I have to do a recovery and have backed up Outlook to my external backup service. I am not sure how to re-open outlook and my messages. Somebody told me to import the file back into outlook. I seem to be able to do that and can see the file but still can't open it. there must be another step that I'm missing. Another person told me to open outlook and point the file there- didn't work.

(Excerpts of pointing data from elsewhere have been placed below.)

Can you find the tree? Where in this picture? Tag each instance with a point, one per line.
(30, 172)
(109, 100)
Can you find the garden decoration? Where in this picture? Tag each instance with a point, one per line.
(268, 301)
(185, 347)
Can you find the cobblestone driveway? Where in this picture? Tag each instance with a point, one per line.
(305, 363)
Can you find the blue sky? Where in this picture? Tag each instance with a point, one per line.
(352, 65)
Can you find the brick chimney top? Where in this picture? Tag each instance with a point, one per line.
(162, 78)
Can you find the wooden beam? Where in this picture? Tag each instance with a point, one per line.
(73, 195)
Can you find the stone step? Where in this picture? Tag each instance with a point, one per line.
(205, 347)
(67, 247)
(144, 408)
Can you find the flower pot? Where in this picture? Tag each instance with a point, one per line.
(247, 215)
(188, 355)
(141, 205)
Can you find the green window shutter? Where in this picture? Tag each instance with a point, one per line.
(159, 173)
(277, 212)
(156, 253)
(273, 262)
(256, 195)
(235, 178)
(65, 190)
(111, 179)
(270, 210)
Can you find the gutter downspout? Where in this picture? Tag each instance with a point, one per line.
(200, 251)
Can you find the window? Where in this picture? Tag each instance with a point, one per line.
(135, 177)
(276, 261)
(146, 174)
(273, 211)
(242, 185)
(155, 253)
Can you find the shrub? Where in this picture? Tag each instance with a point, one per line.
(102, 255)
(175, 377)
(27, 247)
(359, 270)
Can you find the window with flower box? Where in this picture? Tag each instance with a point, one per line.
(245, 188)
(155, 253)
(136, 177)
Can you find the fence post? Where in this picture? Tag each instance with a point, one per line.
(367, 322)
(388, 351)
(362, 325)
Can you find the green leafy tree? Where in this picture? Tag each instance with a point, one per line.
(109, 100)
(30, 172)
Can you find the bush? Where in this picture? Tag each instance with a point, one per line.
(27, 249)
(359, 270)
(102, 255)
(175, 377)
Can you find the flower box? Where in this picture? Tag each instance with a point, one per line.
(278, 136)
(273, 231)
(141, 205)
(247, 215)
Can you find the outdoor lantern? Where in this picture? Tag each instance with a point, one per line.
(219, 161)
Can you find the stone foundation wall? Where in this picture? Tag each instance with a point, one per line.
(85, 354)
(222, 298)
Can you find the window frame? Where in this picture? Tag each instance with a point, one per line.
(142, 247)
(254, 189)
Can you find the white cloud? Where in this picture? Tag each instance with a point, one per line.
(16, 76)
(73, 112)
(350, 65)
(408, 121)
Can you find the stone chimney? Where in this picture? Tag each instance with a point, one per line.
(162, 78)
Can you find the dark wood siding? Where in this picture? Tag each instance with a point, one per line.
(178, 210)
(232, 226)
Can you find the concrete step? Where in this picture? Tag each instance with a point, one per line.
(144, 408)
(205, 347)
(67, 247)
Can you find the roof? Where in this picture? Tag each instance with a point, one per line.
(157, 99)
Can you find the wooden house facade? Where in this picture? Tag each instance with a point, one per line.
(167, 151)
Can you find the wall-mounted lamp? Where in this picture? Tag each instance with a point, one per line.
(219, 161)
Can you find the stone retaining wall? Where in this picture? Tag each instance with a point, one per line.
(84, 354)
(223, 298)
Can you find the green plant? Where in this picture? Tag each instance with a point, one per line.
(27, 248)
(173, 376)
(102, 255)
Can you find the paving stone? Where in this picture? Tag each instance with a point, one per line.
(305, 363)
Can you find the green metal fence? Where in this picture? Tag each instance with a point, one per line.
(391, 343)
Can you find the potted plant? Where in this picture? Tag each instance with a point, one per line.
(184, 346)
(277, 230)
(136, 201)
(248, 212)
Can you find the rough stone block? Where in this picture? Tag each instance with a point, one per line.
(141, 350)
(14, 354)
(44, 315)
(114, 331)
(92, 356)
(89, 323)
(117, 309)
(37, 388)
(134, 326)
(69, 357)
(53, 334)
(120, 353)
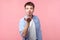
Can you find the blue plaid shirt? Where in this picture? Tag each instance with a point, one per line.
(22, 23)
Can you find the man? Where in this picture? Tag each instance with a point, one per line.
(29, 26)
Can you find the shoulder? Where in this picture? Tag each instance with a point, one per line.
(35, 17)
(21, 19)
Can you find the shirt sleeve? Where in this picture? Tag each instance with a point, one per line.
(21, 26)
(39, 30)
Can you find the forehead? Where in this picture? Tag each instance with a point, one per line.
(29, 6)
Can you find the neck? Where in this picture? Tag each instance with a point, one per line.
(30, 16)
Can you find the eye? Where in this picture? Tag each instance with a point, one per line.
(27, 8)
(31, 8)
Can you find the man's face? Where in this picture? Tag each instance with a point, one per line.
(29, 10)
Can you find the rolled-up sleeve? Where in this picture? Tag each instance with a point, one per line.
(21, 26)
(39, 31)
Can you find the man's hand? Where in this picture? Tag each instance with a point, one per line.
(27, 20)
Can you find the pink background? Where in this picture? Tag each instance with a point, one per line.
(48, 12)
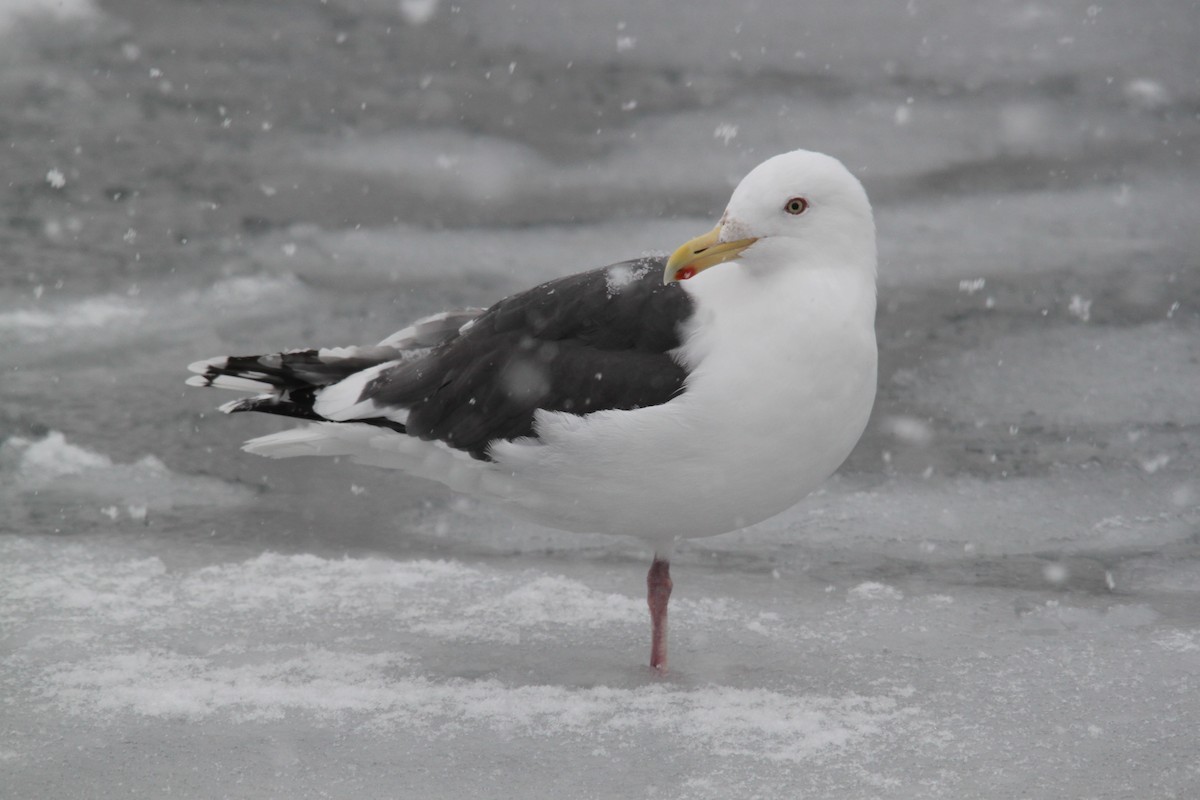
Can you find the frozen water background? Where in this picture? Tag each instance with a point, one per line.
(999, 596)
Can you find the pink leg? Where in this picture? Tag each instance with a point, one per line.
(658, 594)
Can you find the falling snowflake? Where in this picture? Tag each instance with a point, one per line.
(725, 131)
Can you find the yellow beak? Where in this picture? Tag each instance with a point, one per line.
(701, 253)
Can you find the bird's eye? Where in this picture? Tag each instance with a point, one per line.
(796, 205)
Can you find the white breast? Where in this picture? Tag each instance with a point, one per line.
(783, 380)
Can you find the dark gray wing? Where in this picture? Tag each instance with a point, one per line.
(593, 341)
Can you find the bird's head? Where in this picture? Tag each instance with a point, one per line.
(799, 202)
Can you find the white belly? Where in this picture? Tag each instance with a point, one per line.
(773, 407)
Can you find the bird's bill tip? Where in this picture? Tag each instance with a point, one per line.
(700, 253)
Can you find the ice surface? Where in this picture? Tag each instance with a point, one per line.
(996, 597)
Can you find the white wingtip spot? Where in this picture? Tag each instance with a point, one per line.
(203, 366)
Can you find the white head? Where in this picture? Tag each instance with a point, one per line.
(796, 209)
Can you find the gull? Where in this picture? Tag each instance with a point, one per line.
(663, 398)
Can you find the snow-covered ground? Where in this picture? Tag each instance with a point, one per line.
(997, 597)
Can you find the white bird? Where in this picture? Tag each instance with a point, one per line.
(660, 398)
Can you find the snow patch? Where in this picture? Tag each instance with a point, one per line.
(16, 11)
(755, 723)
(52, 464)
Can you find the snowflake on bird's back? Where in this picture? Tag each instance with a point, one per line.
(618, 276)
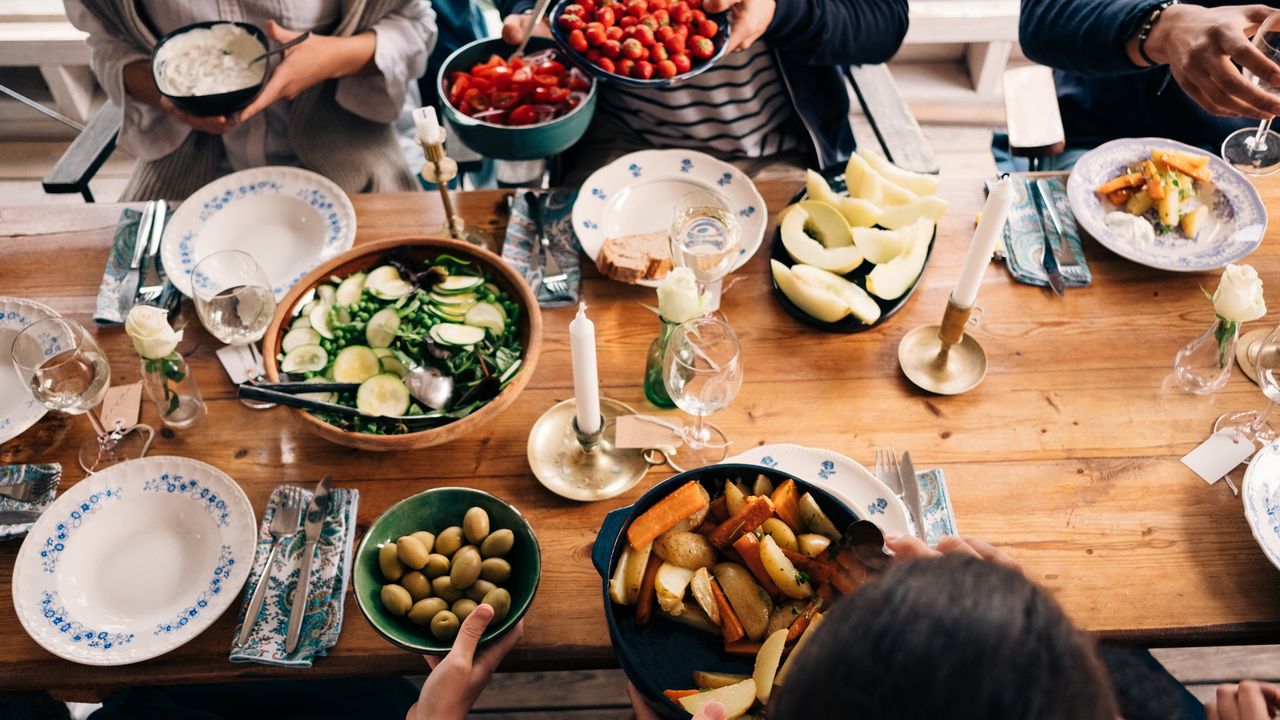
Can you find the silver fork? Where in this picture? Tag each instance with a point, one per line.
(284, 523)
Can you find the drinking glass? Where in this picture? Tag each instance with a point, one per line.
(703, 372)
(67, 372)
(705, 238)
(1257, 151)
(236, 304)
(1253, 423)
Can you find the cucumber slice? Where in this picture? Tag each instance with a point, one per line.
(348, 292)
(355, 364)
(457, 336)
(383, 395)
(487, 315)
(305, 359)
(298, 337)
(382, 328)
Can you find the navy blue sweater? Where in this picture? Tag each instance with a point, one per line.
(1102, 95)
(812, 40)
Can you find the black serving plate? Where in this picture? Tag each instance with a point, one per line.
(835, 174)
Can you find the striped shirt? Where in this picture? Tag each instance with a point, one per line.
(737, 108)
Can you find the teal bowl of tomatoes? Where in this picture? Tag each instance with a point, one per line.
(516, 108)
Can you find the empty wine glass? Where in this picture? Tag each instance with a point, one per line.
(703, 372)
(236, 304)
(1257, 151)
(1253, 423)
(67, 372)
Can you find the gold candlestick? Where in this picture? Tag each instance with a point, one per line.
(944, 359)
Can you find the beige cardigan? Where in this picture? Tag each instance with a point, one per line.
(359, 155)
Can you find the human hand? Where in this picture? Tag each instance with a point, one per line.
(750, 19)
(1251, 700)
(458, 678)
(1200, 46)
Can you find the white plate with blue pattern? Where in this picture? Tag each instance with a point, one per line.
(135, 560)
(1233, 229)
(288, 219)
(18, 408)
(638, 194)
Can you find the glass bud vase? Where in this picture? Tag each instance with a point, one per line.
(654, 387)
(1205, 364)
(173, 388)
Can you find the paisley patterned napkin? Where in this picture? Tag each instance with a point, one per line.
(14, 474)
(329, 573)
(521, 254)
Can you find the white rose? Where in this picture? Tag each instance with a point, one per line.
(152, 336)
(679, 299)
(1239, 295)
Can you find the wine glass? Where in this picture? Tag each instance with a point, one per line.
(703, 372)
(67, 372)
(705, 238)
(1257, 151)
(236, 304)
(1253, 423)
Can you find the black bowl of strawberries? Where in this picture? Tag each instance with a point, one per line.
(640, 42)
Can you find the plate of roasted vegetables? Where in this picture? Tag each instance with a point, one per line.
(716, 577)
(1166, 205)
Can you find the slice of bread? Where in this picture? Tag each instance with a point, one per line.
(634, 258)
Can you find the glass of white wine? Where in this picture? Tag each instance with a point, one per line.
(707, 238)
(236, 304)
(67, 372)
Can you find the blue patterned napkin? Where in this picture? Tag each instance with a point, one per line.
(115, 301)
(329, 572)
(520, 253)
(14, 474)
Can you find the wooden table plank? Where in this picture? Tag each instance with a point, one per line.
(1066, 455)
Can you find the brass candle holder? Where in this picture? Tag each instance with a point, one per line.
(944, 359)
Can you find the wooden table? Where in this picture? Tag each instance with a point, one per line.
(1066, 455)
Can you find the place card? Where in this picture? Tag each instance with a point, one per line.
(1219, 455)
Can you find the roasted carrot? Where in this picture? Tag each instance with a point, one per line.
(730, 624)
(749, 547)
(786, 504)
(666, 514)
(750, 516)
(648, 593)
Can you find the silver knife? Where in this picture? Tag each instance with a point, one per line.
(912, 492)
(314, 524)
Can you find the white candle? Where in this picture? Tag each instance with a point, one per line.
(586, 383)
(990, 227)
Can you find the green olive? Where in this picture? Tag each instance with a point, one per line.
(444, 589)
(496, 570)
(446, 625)
(437, 565)
(475, 525)
(411, 552)
(449, 541)
(466, 568)
(416, 584)
(464, 607)
(425, 609)
(396, 600)
(389, 564)
(499, 600)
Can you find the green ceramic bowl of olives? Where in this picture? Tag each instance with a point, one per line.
(432, 557)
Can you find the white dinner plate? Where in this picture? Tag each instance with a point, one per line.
(288, 219)
(638, 194)
(135, 560)
(18, 408)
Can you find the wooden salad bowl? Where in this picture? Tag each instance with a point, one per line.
(373, 254)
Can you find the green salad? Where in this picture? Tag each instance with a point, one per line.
(373, 328)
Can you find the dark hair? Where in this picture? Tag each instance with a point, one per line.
(951, 637)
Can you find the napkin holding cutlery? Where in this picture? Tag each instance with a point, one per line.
(522, 251)
(329, 575)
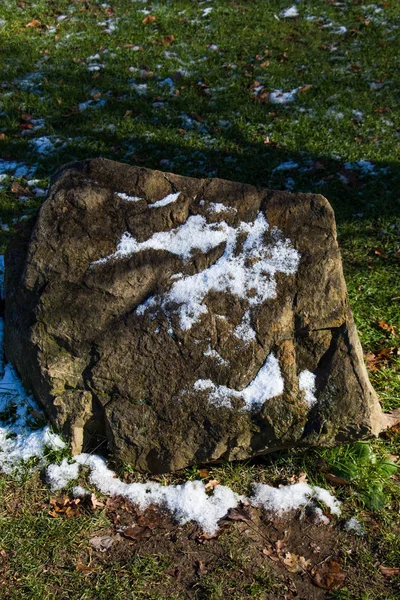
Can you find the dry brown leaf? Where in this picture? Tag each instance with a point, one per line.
(335, 479)
(34, 23)
(64, 506)
(149, 19)
(211, 484)
(101, 543)
(85, 569)
(387, 327)
(280, 545)
(238, 514)
(136, 532)
(389, 571)
(19, 190)
(380, 251)
(95, 503)
(271, 554)
(201, 568)
(168, 39)
(300, 478)
(295, 563)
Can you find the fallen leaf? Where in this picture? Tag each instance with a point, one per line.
(270, 552)
(34, 23)
(101, 543)
(238, 514)
(211, 484)
(295, 563)
(389, 571)
(201, 568)
(19, 190)
(64, 506)
(149, 19)
(168, 39)
(300, 478)
(330, 577)
(380, 252)
(387, 327)
(335, 479)
(136, 532)
(95, 503)
(86, 570)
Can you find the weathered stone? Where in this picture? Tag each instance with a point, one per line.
(198, 345)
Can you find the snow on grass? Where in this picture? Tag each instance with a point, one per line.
(187, 502)
(249, 274)
(267, 384)
(307, 384)
(19, 439)
(167, 200)
(16, 169)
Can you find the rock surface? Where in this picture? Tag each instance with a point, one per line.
(184, 320)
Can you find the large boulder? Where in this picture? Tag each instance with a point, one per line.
(185, 320)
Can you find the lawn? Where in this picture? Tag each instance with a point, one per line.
(305, 99)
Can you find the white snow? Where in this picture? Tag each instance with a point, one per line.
(18, 440)
(79, 492)
(289, 13)
(244, 330)
(58, 476)
(279, 97)
(287, 166)
(326, 497)
(307, 384)
(167, 200)
(249, 274)
(128, 198)
(187, 502)
(354, 526)
(267, 384)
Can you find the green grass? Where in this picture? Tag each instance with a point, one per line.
(211, 124)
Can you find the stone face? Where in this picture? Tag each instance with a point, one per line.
(185, 320)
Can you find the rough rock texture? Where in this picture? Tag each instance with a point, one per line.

so, how do you import teh outlook file with message and address book, etc back into outlook after a re-install so that you can read it all?

thanks


----------



## dan0703 (Jun 5, 2005)

*Pointing Outlook to you backup file*

If you open control panel, 

Click on Mail icon,

Click on Datafile

Then click add

Specify with type of file it is, usually it would be the first one

Then just select the folder where the .pst backup is located and it should work from there


----------



## originale (Sep 18, 2004)

*didn't work*

Did all that but still dont' see how you open that in outlook? This is the problem I always have- can save the file, see it, but nothing happens. How do I open it- and does it just add duplicate emails to what I already have- or replace them?


----------



## yustr (Sep 27, 2004)

If the file is a .pst then use this method:

open outlook>file>import/export>import from another program or file>personal folder file (.pst)>now browse to the .pst file>double click>choose one of the buttons (replace duplicates, etc.)>pick the folders (make sure you check "include subfolders")>choose current folder or pick another one>finish.


----------



## jernelsingh (Nov 29, 2004)

*re*



yustr said:


> If the file is a .pst then use this method:
> 
> open outlook>file>import/export>import from another program or file>personal folder file (.pst)>now browse to the .pst file>double click>choose one of the buttons (replace duplicates, etc.)>pick the folders (make sure you check "include subfolders")>choose current folder or pick another one>finish.


This is right way to import file


----------